En cas de difficulté, c’est l’occasion de soutenir
que la Cour européenne des droits de l’homme a
récemment qualifié de formalisme excessif,
constitutif d’une entrave au droit de l’accès au
juge, la circonstance qu’une interprétation trop
formaliste des règles applicables faite par une
juridiction empêche de fait l’examen au fond du
recours exercé par l’intéressé (CEDH, 30 mars
2021, Oorzhak c/ Russie, § 19).

La procédure orale

3 ‐ L’effet dévolutif de la déclaration d’appel : l’allègement du formalisme

Civ. 2e, 9 septembre 2021, FS‐B + R, n° 20‐13.662

L’on sait que lorsque la déclaration d’appel tend à la réformation du jugement sans
mentionner les chefs de jugement qui sont critiqués, l’effet dévolutif n’opère pas en sorte que la cour d’appel n’est saisie d’aucune demande (Civ. 2e, 30 janvier 2020, FS‐P+B+I, n° 18‐22.528). Cette règle a été toutefois cantonnée à la procédure avec représentation obligatoire.
Dans l’arrêt, la Cour de cassation estimant que dans la procédure sans représentation obligatoire, un tel degré d’exigence dans les formalités à accomplir par l’appelant constituerait une charge procédurale excessive, dès lors que celui‐ci n’est pas tenu d’être représenté par un professionnel du droit, décide que la déclaration d’appel qui mentionne que l’appel tend à la réformation de la décision déférée à la cour d’appel, en omettant d’indiquer les chefs du jugement critiqués, doit s’entendre comme déférant à la connaissance de la cour d’appel l’ensemble des chefs de ce jugement.

4 ‐ Revirement : en matière de procédure orale, les parties peuvent déposer des écritures à l’audience

Civ. 2e, 1er juillet 2021, F‐B, n° 20‐12.303

Selon l’article 446‐1, alinéa 1er, du code de procédure civile régissant la procédure orale, les parties présentent oralement à l’audience leurs prétentions et les moyens à leur soutien et peuvent également se référer aux prétentions et aux moyens qu’elles auraient formulés par écrit. En l’absence de formalisme particulier pour se référer à des écritures, satisfait aux prévisions de ce texte, la partie qui, hors le cas d’un refus opposé par le tribunal, dépose un dossier comportant ses écritures au cours d’une audience des débats à laquelle elle est présente ou représentée.
Il était jugé habituellement que les parties devaient réitérer oralement leurs écritures pour saisir valablement le juge des prétentions et moyens y étant contenus.

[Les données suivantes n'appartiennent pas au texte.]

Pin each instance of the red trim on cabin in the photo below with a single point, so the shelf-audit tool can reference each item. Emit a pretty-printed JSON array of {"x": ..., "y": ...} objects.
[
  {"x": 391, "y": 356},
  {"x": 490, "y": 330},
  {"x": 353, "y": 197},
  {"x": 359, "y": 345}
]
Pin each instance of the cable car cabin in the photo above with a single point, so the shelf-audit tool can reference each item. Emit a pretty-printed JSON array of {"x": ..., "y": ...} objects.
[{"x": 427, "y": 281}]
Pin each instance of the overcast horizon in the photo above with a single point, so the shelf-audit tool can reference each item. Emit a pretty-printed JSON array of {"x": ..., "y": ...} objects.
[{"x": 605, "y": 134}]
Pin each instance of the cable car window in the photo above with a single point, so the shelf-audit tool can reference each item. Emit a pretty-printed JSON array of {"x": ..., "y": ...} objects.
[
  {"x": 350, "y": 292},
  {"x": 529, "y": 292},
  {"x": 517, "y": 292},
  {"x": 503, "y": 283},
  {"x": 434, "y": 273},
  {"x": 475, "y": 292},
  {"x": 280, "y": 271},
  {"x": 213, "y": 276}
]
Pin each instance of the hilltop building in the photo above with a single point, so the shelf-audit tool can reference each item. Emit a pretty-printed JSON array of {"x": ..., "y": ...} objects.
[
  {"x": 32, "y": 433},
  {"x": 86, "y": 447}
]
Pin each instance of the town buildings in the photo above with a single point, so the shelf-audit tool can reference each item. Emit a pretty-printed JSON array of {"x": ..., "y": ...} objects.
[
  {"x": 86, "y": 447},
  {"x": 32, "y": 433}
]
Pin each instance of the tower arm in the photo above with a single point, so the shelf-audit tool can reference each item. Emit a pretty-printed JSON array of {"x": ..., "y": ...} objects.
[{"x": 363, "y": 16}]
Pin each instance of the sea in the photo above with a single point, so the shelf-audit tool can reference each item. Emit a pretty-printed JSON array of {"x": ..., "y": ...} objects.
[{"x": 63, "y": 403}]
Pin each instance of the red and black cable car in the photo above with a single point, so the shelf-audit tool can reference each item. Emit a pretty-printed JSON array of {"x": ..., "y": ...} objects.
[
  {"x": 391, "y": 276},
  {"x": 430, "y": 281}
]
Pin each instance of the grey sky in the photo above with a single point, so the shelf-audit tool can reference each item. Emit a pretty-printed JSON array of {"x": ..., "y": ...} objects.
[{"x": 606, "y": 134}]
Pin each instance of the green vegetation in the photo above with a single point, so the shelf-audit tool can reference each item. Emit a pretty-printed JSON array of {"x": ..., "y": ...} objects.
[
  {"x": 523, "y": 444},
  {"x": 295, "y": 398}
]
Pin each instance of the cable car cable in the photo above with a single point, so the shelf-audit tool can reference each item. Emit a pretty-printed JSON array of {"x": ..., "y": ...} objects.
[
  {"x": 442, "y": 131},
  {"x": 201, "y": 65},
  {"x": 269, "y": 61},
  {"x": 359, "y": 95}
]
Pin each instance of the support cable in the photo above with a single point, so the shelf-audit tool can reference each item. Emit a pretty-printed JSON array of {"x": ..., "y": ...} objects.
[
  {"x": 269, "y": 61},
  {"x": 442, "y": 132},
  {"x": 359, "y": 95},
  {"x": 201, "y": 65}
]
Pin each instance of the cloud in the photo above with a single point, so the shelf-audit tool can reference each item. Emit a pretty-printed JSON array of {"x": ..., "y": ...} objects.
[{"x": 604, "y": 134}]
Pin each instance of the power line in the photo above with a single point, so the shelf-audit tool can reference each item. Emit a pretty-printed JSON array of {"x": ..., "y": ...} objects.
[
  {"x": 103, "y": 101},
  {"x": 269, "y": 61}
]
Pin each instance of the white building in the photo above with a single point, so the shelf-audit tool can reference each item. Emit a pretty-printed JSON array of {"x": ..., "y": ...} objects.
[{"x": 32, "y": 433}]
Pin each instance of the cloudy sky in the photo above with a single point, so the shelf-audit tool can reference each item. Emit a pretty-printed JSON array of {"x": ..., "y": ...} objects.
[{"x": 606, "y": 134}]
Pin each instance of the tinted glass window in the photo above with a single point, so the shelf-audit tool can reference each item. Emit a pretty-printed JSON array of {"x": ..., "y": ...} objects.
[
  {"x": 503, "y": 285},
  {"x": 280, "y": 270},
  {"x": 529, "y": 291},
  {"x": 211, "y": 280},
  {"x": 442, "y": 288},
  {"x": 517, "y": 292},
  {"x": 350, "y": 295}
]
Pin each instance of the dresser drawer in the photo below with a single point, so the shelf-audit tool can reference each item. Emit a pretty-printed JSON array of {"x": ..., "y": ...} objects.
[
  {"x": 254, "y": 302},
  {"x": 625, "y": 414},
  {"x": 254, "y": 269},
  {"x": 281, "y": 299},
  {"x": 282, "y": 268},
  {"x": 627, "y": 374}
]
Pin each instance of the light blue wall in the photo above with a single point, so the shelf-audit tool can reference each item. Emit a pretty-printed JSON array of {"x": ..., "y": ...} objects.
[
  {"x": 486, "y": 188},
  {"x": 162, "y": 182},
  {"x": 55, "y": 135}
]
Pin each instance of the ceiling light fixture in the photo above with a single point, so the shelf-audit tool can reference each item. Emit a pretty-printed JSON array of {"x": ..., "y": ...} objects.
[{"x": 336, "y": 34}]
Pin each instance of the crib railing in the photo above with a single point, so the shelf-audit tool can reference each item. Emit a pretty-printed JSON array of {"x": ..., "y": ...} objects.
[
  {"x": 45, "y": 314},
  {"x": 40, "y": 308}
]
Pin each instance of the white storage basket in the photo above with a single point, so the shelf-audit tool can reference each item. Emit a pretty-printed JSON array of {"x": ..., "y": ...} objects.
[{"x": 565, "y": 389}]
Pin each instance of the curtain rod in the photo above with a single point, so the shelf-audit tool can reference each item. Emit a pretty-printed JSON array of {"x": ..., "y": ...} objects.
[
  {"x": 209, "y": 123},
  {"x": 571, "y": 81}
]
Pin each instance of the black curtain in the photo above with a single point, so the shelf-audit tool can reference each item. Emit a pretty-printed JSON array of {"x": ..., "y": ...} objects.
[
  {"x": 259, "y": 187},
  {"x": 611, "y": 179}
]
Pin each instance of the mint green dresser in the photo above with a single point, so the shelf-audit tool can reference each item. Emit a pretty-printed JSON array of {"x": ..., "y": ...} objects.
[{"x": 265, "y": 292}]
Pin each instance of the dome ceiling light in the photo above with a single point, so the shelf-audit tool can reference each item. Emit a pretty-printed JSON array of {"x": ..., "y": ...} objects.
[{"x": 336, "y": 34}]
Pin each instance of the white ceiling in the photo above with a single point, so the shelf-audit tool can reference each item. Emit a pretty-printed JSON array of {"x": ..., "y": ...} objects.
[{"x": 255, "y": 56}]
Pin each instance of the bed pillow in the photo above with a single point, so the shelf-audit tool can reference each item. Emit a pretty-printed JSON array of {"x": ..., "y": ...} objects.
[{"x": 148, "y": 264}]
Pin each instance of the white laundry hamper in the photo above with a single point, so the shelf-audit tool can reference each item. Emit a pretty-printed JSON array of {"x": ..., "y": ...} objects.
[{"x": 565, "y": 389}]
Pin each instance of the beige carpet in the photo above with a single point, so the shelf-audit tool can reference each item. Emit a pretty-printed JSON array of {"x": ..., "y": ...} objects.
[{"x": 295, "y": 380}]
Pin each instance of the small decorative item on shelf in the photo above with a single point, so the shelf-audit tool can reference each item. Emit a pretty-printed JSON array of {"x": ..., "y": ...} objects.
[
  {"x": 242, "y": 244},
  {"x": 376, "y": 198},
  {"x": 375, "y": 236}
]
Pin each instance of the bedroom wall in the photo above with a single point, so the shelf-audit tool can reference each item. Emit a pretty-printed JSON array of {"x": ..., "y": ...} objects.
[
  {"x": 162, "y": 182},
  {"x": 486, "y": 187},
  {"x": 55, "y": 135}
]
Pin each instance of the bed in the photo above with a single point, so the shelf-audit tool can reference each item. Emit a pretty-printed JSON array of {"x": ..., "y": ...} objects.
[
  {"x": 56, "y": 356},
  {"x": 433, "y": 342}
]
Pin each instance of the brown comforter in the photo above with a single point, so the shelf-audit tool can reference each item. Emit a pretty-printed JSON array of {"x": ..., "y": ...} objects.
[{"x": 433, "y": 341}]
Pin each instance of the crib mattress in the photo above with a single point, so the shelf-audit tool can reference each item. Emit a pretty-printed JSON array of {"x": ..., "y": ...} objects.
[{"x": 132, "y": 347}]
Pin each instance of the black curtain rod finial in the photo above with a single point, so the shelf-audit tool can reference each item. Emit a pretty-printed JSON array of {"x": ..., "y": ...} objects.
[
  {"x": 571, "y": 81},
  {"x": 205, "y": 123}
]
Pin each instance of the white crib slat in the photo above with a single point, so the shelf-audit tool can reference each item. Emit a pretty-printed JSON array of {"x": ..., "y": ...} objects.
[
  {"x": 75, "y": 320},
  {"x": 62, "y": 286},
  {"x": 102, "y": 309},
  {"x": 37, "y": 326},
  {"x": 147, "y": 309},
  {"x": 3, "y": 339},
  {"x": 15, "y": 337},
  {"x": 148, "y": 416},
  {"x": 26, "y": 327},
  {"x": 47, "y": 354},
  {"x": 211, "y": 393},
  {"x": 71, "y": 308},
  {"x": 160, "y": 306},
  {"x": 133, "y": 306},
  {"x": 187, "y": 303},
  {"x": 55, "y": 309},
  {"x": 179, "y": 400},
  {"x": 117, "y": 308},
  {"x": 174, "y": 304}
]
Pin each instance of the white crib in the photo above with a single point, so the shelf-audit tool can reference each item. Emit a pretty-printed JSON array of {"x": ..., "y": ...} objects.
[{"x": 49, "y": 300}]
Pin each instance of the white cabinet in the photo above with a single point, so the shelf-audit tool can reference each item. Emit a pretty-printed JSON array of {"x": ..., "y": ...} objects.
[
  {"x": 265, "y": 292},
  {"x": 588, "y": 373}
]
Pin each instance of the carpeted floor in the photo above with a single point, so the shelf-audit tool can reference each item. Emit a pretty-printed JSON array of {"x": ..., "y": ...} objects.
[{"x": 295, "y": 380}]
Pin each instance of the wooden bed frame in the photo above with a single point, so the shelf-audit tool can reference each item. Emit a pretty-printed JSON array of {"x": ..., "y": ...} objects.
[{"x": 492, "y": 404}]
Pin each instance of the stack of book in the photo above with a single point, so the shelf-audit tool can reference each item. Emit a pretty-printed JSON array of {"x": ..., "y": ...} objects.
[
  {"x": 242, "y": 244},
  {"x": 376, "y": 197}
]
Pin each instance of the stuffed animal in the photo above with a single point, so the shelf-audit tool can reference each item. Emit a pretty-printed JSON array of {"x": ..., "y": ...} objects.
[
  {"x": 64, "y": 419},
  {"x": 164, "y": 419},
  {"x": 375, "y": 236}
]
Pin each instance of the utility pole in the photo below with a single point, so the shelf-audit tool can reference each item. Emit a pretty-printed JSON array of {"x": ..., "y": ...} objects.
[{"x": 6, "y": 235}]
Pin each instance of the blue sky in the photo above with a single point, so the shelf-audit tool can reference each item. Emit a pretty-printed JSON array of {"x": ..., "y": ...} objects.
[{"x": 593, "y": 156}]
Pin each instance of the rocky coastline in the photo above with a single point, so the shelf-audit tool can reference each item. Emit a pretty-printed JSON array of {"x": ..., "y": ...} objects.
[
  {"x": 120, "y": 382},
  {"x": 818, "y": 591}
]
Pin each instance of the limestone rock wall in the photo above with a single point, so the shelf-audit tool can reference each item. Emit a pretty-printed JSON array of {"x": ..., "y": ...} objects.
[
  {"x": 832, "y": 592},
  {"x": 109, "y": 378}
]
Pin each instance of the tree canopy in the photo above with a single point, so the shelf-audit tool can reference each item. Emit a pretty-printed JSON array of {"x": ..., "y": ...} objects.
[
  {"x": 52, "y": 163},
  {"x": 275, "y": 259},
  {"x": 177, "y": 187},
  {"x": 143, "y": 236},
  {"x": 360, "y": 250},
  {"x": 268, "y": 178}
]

Ainsi, la Cour de cassation opère une volte‐face en jugeant que les écritures déposées par une partie à l’audience saisissent valablement le juge. La seule limite est le refus du tribunal.

Nullité pour vice de forme plutôt que caducité

5 ‐ Signification des conclusions à une adresse erronée

Civ. 2e, 4 novembre 2021, F‐B, n° 20‐13.568

Il résulte des articles 114 et 911 du code de procédure civile que la caducité de la déclaration d’appel, faute de notification par l’appelant de ses conclusions à l’intimé dans le délai imparti par l’article 911, ne peut être encourue, en raison d’une irrégularité de forme affectant cette notification, qu’en cas d’annulation de cet acte, sur la démonstration, par celui qui l’invoque, du grief que lui a causé l’irrégularité. Ainsi, les actes de la procédure, signifiés à une adresse erronée, étant affectés d’un vice de forme susceptible d’entraîner leur nullité sur la démonstration du grief causé, la cour d’appel ne peut prononcer la caducité de la déclaration d’appel sans que les actes de signification aient été annulés dans les conditions prévues par l’article 114 du code de procédure civile.

Par cet arrêt de principe à portée générale, la Cour de cassation met fin à l’indécision des cours d’appel. Il faudra désormais examiner l’acte accompli dans le délai requis sous l’angle des seules nullités avant d’envisager les conséquences du prononcé d’une éventuelle nullité.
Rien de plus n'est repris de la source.